Bonus he-man points (close to Chuck Norris level maybe) if you fire it from the shoulder.
Here is a decent article that explains some of the stats of the weapon well:
http://www.tonyrogers.com/weapons/barrett_50.htm
The .50 caliber Barrett Model 82A1/XM107 produces modest recoil energy. The weapon operating mechanism combined with an efficient muzzle brake reduce recoil energy to about 36 foot-pounds.
That is about the recoil of many 12 gauge shotgun slugs.
Here is a table from http://www.chuckhawks.com/shotgun_recoil_table.htm comparing some recoil figures of a 12 gauge:

Gauge, length (oz. shot@MV) Gun weight (lbs.) Recoil energy (ft. lbs.)
.410 bore, 2.5" (1/2 at 1200) 5.5 7.1
.410 bore, 3" (11/16 at 1135) 5.5 10.5
28 gauge, 2.75" (3/4 at 1200) 6.0 12.8
20 gauge, 2.75" (7/8 at 1200) 6.5 16.1
20 gauge, 2.75" (1 at 1220) 6.5 21.0
20 gauge, 2.75" (1 1/8 at 1175) 6.5 25.0
20 gauge, 3" (1 1/4 at 1185) 6.5 31.0
16 gauge, 2.75" (1 at 1220) 7.0 21.5
16 gauge, 2.75" (1 1/8 at 1240) 7.0 27.6
12 gauge, 2.75" (1 at 1180) 7.5 17.3
12 gauge, 2.75" (1 1/8 at 1200) 7.5 23.0
12 gauge, 2.75" (1 1/4 at 1330) 7.5 32.0
12 gauge, 2.75" (1 1/2 at 1260) 7.5 45.0
12 gauge, 3" (1 5/8 at 1280) 7.5 52.0
12 gauge, 3" (1 7/8 at 1210) 8.75 54.0
10 gauge, 3.5" (2 1/4 at 1210) 10.5 62.9




Can you fire a shotgun slug standing? A 3" slug fired from a typical 7.5 pound Remington 870 has significantly more recoil than the .50BMG from the semi auto Barrett 82A1 used by the military.
The muzzle blast and noise is of course significantly higher from the Barrett. Recoil however is not a problem in such a platform.
Carrying the thing around with ammo is certainly no fun either.

Pulse
December 1, 2008, 07:03 PM
http://www.liveleak.com/view?i=397_1173806764

these guys dont seem to care mutch about that "legendary" recoil.

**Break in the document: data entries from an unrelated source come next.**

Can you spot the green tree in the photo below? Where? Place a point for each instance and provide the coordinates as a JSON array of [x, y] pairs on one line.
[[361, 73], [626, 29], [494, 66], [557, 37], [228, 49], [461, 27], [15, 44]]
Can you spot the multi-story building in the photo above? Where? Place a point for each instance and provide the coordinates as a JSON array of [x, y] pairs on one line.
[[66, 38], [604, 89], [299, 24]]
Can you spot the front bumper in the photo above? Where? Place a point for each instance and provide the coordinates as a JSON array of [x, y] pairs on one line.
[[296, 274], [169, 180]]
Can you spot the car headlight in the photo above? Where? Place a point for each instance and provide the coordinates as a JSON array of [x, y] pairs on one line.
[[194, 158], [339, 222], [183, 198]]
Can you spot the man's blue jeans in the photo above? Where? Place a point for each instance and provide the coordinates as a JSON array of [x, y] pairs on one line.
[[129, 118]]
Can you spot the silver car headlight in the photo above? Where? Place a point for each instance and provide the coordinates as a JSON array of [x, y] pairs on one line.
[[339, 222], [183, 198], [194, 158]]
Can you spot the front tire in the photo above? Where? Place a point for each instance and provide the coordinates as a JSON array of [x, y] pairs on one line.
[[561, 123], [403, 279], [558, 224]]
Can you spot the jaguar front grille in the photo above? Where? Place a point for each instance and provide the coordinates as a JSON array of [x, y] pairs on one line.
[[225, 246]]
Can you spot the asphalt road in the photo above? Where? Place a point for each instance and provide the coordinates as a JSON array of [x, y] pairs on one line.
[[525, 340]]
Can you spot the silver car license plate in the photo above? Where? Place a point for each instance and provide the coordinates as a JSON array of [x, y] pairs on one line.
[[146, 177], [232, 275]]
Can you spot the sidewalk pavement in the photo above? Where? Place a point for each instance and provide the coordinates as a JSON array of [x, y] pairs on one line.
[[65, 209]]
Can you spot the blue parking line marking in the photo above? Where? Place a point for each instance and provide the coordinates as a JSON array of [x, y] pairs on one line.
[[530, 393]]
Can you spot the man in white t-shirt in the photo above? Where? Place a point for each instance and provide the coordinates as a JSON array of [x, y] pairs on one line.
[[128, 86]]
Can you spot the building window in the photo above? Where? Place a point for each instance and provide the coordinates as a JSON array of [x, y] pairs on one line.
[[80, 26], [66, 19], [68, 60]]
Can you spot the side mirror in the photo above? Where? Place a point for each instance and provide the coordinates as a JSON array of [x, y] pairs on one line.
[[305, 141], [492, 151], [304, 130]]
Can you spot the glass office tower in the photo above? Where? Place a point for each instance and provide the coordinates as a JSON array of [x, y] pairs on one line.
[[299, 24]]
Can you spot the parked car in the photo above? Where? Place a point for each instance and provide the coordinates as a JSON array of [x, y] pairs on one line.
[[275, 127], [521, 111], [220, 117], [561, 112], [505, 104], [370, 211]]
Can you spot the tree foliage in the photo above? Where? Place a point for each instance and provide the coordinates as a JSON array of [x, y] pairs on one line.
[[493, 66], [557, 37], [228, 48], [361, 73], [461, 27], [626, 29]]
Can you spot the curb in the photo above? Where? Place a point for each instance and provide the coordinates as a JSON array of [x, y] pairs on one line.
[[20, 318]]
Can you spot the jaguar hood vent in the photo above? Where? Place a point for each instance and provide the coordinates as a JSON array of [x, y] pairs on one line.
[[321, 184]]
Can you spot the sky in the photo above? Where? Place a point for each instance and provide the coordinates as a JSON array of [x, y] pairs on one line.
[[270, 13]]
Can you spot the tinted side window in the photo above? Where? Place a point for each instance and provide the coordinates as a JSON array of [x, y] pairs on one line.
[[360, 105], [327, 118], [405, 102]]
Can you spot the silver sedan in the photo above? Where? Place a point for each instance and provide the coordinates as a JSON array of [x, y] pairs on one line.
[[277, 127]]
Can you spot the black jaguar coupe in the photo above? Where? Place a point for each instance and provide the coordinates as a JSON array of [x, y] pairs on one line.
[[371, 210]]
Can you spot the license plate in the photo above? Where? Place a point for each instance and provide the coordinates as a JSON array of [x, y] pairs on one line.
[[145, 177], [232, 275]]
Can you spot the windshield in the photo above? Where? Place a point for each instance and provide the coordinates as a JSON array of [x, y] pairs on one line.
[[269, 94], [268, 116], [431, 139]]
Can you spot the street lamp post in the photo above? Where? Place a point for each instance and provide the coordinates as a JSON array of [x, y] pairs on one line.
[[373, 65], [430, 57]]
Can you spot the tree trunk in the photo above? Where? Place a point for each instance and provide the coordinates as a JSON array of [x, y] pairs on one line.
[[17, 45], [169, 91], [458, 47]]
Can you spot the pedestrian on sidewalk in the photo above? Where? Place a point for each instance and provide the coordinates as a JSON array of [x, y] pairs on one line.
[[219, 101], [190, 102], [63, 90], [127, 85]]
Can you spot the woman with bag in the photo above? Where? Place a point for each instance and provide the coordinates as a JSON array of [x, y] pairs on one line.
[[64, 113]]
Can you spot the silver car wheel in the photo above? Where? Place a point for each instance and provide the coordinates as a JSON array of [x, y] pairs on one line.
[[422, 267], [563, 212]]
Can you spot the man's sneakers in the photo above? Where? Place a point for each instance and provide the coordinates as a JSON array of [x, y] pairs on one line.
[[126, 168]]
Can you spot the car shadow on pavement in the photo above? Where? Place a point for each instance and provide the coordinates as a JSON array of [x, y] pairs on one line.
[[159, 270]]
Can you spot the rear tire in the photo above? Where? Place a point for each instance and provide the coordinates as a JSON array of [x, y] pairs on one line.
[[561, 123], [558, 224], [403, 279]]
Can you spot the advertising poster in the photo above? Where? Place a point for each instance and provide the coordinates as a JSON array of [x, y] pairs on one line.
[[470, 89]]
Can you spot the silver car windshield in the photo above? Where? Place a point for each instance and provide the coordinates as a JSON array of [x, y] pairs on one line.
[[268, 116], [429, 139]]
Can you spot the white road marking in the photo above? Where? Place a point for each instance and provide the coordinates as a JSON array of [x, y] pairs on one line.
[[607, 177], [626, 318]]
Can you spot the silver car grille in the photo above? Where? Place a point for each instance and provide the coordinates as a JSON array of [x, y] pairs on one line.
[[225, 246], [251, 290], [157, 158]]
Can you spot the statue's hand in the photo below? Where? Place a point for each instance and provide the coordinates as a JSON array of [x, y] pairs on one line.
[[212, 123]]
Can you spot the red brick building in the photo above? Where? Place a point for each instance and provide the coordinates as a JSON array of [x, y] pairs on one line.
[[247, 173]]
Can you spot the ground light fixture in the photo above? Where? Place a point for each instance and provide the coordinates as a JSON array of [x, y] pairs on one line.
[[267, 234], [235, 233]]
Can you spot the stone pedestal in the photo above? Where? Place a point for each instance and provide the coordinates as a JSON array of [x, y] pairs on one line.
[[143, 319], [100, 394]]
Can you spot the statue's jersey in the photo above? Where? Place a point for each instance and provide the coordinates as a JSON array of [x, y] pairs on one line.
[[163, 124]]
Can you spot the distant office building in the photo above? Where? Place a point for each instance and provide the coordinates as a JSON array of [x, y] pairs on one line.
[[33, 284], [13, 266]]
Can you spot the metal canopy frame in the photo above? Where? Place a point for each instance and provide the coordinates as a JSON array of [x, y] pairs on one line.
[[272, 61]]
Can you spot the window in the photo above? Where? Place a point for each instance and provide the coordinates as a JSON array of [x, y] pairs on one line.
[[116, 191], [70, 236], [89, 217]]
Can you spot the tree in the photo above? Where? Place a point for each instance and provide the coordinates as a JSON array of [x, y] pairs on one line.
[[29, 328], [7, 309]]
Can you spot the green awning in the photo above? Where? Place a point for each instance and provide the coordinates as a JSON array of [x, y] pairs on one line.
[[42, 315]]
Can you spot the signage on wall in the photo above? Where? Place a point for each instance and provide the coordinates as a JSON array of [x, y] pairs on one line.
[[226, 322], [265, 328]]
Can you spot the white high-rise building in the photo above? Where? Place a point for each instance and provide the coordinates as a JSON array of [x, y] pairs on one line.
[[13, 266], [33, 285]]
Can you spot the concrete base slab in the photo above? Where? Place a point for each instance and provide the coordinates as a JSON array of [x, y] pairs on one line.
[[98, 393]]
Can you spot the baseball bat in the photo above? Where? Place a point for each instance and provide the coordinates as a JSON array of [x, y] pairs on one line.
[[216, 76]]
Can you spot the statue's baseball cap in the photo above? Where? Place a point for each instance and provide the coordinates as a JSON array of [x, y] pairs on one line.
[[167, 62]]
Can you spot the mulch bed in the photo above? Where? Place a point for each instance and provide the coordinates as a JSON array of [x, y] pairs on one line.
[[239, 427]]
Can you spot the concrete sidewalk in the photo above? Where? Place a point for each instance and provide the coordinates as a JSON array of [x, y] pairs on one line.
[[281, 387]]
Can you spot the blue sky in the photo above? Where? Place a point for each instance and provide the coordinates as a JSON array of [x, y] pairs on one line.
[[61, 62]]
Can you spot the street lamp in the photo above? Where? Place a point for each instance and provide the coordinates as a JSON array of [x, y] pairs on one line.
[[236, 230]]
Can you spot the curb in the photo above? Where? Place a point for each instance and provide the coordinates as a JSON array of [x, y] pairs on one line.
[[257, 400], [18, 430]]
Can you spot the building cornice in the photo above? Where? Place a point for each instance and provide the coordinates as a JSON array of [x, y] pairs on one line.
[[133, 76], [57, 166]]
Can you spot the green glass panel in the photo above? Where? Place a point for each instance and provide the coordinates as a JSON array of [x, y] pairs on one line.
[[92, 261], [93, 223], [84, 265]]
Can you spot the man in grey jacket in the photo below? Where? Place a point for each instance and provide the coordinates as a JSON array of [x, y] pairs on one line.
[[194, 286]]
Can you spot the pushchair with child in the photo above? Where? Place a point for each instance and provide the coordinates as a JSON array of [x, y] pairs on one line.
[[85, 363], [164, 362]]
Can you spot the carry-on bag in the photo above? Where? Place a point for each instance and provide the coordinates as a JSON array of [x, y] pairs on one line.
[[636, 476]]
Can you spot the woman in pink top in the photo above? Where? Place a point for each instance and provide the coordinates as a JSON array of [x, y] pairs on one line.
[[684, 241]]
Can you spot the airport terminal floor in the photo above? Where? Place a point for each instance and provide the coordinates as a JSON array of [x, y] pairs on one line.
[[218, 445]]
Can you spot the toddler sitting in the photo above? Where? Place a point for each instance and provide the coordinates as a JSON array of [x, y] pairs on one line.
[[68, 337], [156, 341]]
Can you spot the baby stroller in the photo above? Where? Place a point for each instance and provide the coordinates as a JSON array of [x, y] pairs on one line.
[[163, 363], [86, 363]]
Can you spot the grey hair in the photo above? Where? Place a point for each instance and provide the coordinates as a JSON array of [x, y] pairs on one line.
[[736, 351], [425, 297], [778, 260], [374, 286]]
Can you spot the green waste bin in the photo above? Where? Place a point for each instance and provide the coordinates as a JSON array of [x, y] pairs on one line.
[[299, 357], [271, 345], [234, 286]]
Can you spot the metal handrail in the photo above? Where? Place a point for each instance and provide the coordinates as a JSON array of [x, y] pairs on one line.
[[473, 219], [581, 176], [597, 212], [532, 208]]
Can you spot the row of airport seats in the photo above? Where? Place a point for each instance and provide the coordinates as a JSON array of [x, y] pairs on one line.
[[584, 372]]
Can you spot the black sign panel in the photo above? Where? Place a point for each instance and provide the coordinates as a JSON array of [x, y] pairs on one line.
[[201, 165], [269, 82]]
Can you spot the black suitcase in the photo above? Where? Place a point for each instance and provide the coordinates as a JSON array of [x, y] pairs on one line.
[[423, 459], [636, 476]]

never shot .50bmg, but i shot a .338 lapua rifle, with and without muzzle break.

lets just say that i wont shot it ever again without the break, but with the break is was about the same as my k31.

Zoogster
December 1, 2008, 07:09 PM
Most big game rifles have significantly more recoil because they are much lighter rifles meant to be enjoyably carried in the field. They also do not often have muzzle brakes and are not semi-auto.

Strongbad
December 1, 2008, 08:04 PM
The model I've got, a State Arms Lightweight is probably the easiest 50 BMG to fire from a standing position of any 50 out there. 17lbs + scope.

It's plenty tolerable.

http://home.austin.rr.com/thenry/50BMG.JPG

taliv
December 1, 2008, 08:08 PM
zoogster, the vast majority of barrets out there (esp in civilian hands) are not semi-auto. they are single shot or repeating bolt actions. the action tames none of the recoil.